Achievements and titles
- Personal bests: 60 m: 6.56 (College Station, 2017); 100 m: 9.97 (Sacramento, 2018); 200 m: 20.18 (Austin, 2017);

Medal record
Men's athletics
Representing the United States
World Championships
| Silver medal – second place | 2017 London | 4×100 m relay |

= Jaylen Bacon =

American sprinter

Jaylen Bacon (born August 5, 1996) is an American professional track and field athlete specializing in the sprints.

==Career==
In 2017 he qualified to compete for the United States relay team at the World Championships in London, England after placing 4th at the USA Championships over 100 meters. The team placed second in the 4 × 100 m relay with Bacon running the third leg, earning them silver medals. He set his personal best in the 100 m a year later during the NCAA preliminaries, with a time of 9.97 seconds.

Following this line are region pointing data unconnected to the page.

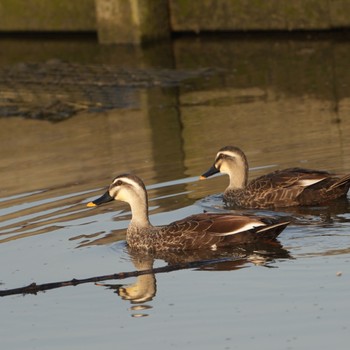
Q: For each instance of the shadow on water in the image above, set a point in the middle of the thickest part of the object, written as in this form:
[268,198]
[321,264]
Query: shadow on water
[144,289]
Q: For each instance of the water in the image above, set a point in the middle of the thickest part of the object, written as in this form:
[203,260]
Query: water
[283,100]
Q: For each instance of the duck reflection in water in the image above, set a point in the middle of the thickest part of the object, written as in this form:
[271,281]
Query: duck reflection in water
[144,289]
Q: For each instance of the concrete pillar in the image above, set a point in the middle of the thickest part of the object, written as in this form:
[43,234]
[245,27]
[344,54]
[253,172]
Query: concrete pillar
[132,21]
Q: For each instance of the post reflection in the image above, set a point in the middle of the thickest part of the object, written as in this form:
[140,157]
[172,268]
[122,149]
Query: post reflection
[144,289]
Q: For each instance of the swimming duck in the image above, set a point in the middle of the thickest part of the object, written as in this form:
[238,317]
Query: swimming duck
[199,231]
[281,188]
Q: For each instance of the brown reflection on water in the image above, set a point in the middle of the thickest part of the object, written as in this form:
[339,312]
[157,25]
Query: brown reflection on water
[285,102]
[144,289]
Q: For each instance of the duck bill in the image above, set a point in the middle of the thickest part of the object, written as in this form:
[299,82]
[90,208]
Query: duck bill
[105,198]
[209,172]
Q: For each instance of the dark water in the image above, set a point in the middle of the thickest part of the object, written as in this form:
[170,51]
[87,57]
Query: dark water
[285,101]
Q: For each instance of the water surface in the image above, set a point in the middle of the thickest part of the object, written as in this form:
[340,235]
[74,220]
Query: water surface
[283,100]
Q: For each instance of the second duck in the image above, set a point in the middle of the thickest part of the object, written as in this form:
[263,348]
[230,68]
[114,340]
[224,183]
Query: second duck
[281,188]
[200,231]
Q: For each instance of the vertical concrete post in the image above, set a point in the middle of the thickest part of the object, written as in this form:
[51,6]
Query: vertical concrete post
[132,21]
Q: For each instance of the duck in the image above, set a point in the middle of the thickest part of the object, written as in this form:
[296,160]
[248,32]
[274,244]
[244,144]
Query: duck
[281,188]
[199,231]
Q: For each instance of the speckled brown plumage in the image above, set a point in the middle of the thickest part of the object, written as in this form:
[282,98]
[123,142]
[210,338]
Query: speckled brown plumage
[200,231]
[281,188]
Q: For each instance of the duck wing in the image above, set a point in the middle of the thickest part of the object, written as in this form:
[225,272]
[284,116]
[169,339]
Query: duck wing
[219,229]
[284,187]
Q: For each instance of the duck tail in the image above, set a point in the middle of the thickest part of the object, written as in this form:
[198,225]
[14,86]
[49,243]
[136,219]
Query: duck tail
[272,231]
[345,180]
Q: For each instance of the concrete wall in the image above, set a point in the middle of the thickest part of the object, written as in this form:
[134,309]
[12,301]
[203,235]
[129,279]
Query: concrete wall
[135,21]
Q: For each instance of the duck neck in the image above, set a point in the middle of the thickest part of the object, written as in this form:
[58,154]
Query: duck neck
[238,174]
[139,212]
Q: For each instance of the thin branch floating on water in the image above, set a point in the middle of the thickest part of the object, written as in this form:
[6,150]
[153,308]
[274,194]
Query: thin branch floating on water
[34,288]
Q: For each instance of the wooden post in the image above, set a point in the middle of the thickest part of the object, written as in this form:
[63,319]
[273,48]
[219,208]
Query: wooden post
[132,21]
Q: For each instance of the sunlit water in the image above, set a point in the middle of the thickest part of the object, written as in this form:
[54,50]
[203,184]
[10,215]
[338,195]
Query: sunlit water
[270,97]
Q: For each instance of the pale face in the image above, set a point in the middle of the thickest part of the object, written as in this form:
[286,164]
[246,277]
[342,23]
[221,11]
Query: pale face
[126,189]
[222,161]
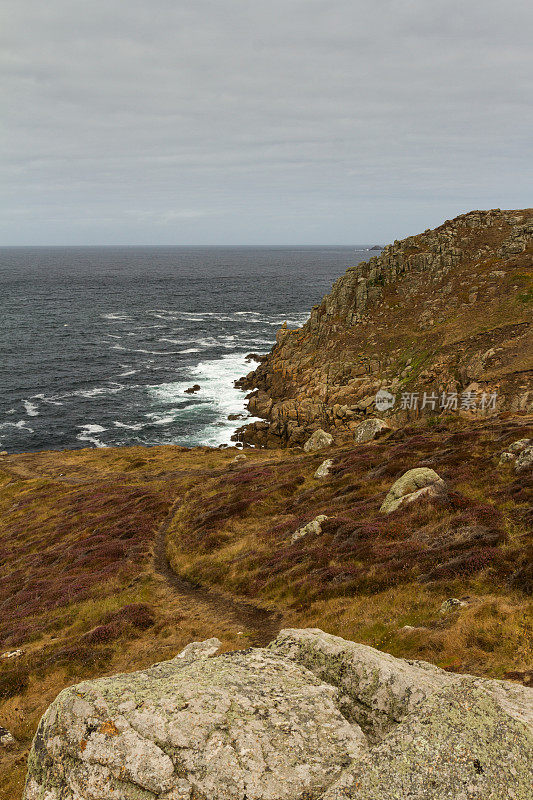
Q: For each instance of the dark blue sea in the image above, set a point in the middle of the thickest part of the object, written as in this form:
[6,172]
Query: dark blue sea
[98,345]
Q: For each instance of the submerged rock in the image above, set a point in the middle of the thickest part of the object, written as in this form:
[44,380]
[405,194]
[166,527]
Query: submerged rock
[310,716]
[413,485]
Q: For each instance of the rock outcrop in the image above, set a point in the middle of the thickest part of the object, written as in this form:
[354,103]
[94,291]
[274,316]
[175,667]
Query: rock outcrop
[311,716]
[444,316]
[413,485]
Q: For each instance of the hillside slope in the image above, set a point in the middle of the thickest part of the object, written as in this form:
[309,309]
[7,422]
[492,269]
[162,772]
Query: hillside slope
[447,311]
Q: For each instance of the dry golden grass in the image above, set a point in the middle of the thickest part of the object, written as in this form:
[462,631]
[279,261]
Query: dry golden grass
[82,598]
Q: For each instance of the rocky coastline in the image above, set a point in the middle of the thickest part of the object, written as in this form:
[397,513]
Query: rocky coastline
[444,312]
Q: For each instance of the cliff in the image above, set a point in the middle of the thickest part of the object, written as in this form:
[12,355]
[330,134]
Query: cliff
[444,312]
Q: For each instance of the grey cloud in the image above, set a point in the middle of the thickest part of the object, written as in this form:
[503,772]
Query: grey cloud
[236,121]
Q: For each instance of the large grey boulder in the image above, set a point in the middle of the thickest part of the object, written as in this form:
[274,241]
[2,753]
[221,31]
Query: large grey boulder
[370,429]
[318,441]
[314,528]
[413,485]
[311,716]
[324,469]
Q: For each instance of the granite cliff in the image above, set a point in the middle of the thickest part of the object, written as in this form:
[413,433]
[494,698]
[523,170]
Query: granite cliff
[444,312]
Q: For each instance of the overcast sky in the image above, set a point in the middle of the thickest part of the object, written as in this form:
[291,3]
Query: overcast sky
[253,122]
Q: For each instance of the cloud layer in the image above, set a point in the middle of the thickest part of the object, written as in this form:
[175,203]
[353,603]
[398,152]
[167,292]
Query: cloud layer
[239,121]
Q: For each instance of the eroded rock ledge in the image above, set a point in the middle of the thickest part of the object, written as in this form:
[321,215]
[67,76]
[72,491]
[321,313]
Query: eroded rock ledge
[310,716]
[446,311]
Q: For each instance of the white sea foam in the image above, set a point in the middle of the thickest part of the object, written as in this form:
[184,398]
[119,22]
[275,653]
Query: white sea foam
[117,317]
[31,408]
[216,378]
[21,425]
[87,432]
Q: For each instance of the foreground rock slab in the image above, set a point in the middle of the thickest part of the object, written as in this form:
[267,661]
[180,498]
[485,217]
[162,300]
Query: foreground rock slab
[311,716]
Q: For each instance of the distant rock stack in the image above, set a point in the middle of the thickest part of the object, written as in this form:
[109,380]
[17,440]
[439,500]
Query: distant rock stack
[440,314]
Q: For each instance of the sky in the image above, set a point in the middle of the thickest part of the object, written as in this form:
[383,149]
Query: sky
[300,122]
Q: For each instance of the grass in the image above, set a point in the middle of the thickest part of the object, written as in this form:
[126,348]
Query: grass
[81,598]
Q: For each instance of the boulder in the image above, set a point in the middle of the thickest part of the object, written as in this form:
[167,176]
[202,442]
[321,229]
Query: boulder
[314,527]
[246,725]
[7,741]
[370,429]
[451,604]
[524,460]
[324,469]
[318,441]
[310,716]
[520,454]
[413,485]
[520,445]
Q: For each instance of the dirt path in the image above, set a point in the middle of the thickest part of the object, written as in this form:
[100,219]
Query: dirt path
[261,624]
[221,609]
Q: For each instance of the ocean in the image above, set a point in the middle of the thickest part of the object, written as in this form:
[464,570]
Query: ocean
[98,345]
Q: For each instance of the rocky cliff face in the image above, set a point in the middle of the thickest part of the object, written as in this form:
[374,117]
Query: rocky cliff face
[310,716]
[445,312]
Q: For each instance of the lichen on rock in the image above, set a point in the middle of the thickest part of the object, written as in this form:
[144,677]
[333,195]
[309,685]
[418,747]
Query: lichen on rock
[311,716]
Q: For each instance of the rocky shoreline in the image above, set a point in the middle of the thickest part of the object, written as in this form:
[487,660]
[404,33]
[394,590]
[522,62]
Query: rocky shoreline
[446,312]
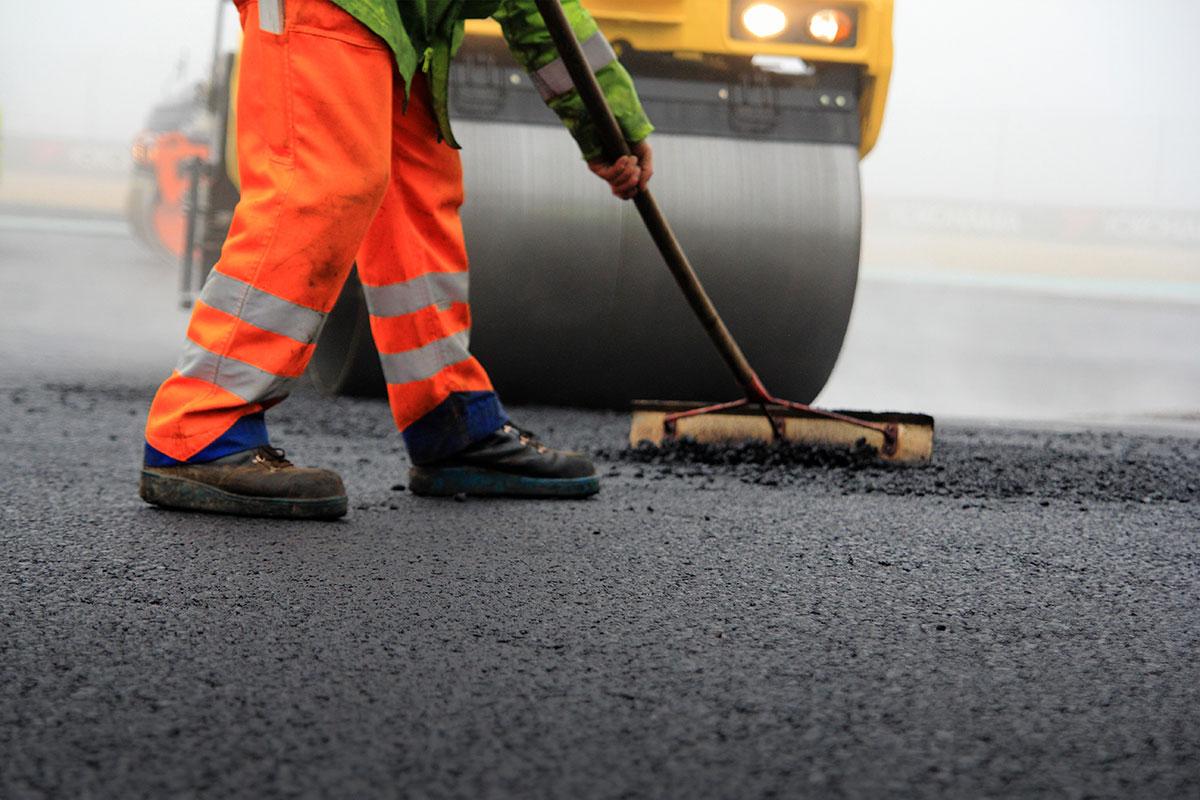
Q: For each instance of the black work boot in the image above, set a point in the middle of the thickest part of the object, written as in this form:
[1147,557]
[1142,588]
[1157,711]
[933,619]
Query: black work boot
[257,482]
[508,463]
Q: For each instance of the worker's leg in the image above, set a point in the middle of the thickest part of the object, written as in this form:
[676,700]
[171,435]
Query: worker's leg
[413,265]
[414,274]
[315,118]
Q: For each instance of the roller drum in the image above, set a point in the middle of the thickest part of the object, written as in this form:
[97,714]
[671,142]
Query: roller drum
[573,304]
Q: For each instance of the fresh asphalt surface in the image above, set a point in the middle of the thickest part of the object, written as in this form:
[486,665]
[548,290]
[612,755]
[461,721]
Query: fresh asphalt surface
[1019,619]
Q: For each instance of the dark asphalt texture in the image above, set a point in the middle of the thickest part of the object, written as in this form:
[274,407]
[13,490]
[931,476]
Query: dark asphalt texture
[1019,619]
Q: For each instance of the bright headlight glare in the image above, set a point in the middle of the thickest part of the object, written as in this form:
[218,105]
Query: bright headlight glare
[831,26]
[765,20]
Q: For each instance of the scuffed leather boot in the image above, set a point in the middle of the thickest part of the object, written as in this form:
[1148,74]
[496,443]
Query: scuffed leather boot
[253,483]
[508,463]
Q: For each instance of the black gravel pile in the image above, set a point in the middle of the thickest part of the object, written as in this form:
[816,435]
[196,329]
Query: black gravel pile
[1090,465]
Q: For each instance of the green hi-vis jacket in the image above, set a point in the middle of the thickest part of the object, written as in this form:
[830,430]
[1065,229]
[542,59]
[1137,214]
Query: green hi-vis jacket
[425,35]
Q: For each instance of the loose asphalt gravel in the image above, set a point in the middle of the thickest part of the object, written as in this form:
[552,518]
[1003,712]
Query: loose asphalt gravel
[1018,619]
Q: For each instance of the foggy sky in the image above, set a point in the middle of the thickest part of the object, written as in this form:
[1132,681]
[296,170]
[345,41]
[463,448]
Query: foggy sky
[1057,101]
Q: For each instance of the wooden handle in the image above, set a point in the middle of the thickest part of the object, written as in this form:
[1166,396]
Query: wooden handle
[612,142]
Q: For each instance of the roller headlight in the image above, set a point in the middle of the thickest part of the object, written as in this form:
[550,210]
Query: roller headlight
[765,20]
[831,26]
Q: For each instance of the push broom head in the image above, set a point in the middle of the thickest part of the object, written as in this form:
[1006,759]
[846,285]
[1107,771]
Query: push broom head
[905,438]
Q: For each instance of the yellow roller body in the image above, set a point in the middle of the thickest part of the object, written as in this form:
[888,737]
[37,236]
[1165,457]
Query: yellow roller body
[711,29]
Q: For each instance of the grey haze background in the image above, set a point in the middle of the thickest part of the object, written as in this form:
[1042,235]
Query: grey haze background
[1031,101]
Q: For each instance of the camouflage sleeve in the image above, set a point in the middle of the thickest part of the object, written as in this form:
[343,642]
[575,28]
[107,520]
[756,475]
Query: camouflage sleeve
[533,48]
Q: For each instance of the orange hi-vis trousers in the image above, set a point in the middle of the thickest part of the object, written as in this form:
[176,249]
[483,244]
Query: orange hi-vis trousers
[334,170]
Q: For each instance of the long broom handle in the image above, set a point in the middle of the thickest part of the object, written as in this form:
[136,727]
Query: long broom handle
[613,143]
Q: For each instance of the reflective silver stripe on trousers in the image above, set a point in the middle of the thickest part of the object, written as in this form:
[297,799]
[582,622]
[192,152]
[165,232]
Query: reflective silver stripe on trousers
[425,361]
[553,79]
[245,380]
[270,16]
[262,308]
[439,289]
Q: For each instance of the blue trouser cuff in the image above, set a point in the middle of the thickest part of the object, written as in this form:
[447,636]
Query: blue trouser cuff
[246,433]
[460,421]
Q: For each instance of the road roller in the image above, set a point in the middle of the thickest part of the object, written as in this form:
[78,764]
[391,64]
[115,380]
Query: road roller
[762,109]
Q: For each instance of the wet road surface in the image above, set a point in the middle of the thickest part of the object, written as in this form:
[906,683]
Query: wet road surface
[1018,619]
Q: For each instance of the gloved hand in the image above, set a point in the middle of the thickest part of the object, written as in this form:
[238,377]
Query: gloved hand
[629,174]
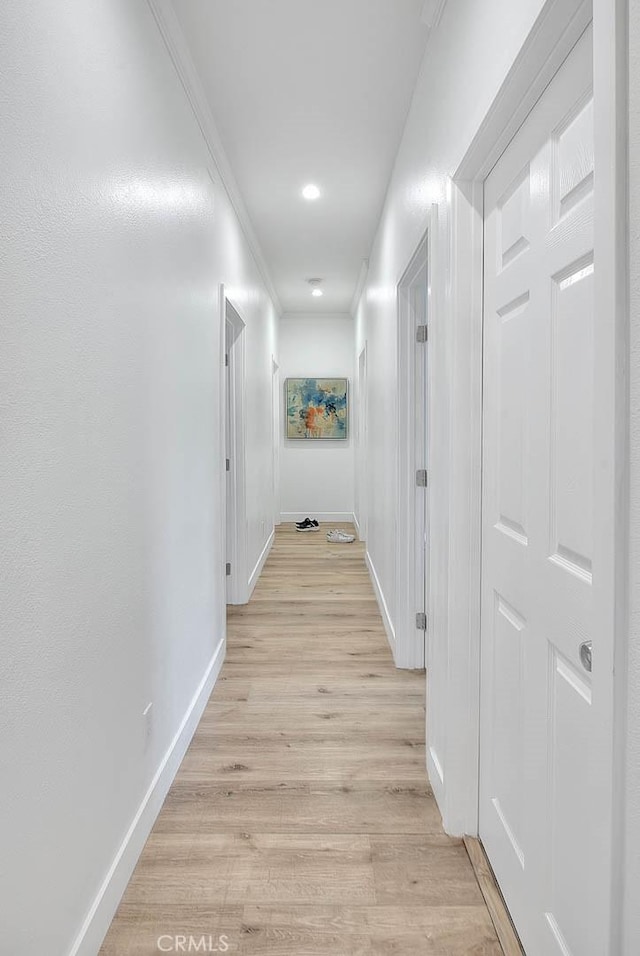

Bacon attended Arkansas State University, where he was a member of the track and field team. During his time there he made four NCAA finals, two USA finals, earned a silver medal at the World Championships, and broke the 10-second barrier. After his senior year in 2018 he turned pro, signing with Stellar Athletics management and a sponsorship deal with adidas.

==Statistics==
Information from World Athletics profile unless otherwise noted.

===Personal bests===

| Event | Time (s) | Wind (m/s) | Competition | Venue | Date | Notes |
|---|---|---|---|---|---|---|
| 60 m | 6.56 | —N/a | NCAA Division I Indoor Championships | College Station, Texas, US | March 11, 2017 |  |
| 100 m | 9.97 | +0.9 | NCAA Division I West Preliminary | Sacramento, California, US | May 25, 2018 |  |
| 200 m | 20.18 | +1.7 | NCAA Division I West Preliminary | Austin, Texas, US | May 26, 2017 |  |
| 4×100 m relay | 37.52 | —N/a | World Championships | London, England | August 12, 2017 |  |

===Seasonal bests===

| Year | 100 meters | 200 meters |
|---|---|---|
| 2012 | 11.01 | 21.87 |
| 2013 | 10.71 | 22.42 |
| 2014 | 10.53 | 21.52 |
| 2015 | 10.10 | 20.71 |
| 2016 | 10.25 | 20.75 |
| 2017 | 10.00 | 20.18 |
| 2018 | 9.97 | 20.25 |
| 2019 | 10.24 | — |
| 2020 | 10.18 | — |
| 2021 | 10.12 | 20.72 |

===Championship results===

Representing the United States, Arkansas State Red Wolves (2016–2018), and adidas (2019–2021)
| Year | Competition | Venue | Position | Event | Time | Wind (m/s) | Notes |
| 2016 | NCAA Division I Championships | Eugene, Oregon, US | 12th | 100 m | 10.31 | +1.3 |  |
| 2017 | NCAA Division I Indoor Championships | College Station, Texas, US | 3rd | 60 m | 6.56 | —N/a | PB |
| NCAA Division I Championships | Eugene, Oregon, US | 5th | 100 m | 10.25 | −2.1 |  |
| 8th | 200 m | 20.84 | −3.1 |  |
| USATF Championships | Sacramento, California, US | 4th | 100 m | 10.10 | −0.7 |  |
| 2017 | World Championships | London, England | 2nd | 4×100 m relay | 37.52 | —N/a | PB |
| 2018 | NCAA Division I Indoor Championships | College Station, Texas, US | 5th | 60 m | 6.62 | —N/a |  |
| NCAA Division I Championships | Eugene, Oregon, US | 10th | 100 m | 10.10 | +1.2 |  |
| 18th | 200 m | 20.73 | +1.5 |  |
| USATF Championships | Des Moines, Iowa, US | 8th (semis) | 100 m | 10.12 | +1.2 | Q |
| 2019 | USATF Championships | Des Moines, Iowa, US | 14th (semis) | 100 m | 10.49 | −3.7 |  |
| 2021 | US Olympic Trials | Eugene, Oregon, US | 12th | 100 m | 10.17 | −0.3 |  |

- NCAA results from Track & Field Results Reporting System.